In the philosophy of life, intuitionism, and existentialism, views on the spirit as an irrational phenomenon are spreading, which determines the unlimited creative power of the individual, his ability for free communication (Bergson, Berdyaev, Shestov, Jaspers, Lossky, etc.). Berdyaev believed that the spirit is the divine element in man, manifested in love, kindness, compassion, etc. Consequently, the spirit lies not in objectivity, but in subjectivity. Therefore, no rational concept can be given about it.
SOUL is historically the first term used as a synonym for the term psyche. In the history of philosophy, this concept expressed views on the inner world of man, identified in idealism with a special immaterial substance.
At the first stages of the development of philosophy, SOUL was considered as an impersonal principle, devoid of the uniqueness and individuality of the human personality. The properties of the soul were associated with the properties of the cosmos: human activity. I had not yet opened my soul.

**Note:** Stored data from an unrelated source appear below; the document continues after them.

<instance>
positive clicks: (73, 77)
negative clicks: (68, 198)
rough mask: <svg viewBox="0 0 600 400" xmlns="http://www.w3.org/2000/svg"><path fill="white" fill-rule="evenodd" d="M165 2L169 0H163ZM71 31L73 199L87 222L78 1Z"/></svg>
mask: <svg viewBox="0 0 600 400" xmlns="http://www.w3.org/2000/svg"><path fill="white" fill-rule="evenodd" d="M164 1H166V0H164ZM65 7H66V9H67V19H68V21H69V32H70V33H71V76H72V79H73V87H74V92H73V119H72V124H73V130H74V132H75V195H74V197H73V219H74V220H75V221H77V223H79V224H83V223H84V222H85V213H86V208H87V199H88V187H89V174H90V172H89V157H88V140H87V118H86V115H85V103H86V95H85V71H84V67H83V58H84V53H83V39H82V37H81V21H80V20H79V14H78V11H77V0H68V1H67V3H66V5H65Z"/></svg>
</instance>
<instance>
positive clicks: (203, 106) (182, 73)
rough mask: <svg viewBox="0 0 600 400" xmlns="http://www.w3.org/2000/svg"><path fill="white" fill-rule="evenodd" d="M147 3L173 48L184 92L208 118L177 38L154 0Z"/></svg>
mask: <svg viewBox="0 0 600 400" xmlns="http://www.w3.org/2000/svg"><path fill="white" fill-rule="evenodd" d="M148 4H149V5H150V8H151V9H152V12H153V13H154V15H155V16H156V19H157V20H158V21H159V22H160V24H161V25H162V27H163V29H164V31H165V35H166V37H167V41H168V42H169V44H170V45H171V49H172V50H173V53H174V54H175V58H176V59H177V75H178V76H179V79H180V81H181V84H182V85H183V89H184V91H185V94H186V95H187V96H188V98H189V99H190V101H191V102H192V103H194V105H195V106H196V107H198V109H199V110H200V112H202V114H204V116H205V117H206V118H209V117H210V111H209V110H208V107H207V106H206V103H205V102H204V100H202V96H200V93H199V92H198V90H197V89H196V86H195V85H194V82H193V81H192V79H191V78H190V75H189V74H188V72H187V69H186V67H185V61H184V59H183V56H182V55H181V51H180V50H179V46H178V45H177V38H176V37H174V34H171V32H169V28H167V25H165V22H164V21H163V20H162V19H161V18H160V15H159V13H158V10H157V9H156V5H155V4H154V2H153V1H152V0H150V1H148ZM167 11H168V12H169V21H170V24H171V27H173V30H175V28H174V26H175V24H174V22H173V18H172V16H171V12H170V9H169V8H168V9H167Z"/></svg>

Thus, for Plato, the human soul is incorporeal, immortal and indestructible, containing three unequal parts (reasonable, volitional and lustful). The human mind connects him with the cosmic spirit - the world of ideas. The task of the soul is to subjugate the physicality and try to earn a better fate in a new body after death. Plato develops the doctrine of the world soul, which connects the world of ideas and the world of things, rules them, and gives creative vitality to the macrocosm. Thus, the macrocosm - the world - is depicted as a perfect living being. According to Plato, the three-component structure of the human soul corresponds to the structure of the soul of the macrocosm. The acquisition of true knowledge is associated with the process of the human soul remembering its stay in the world of ideas.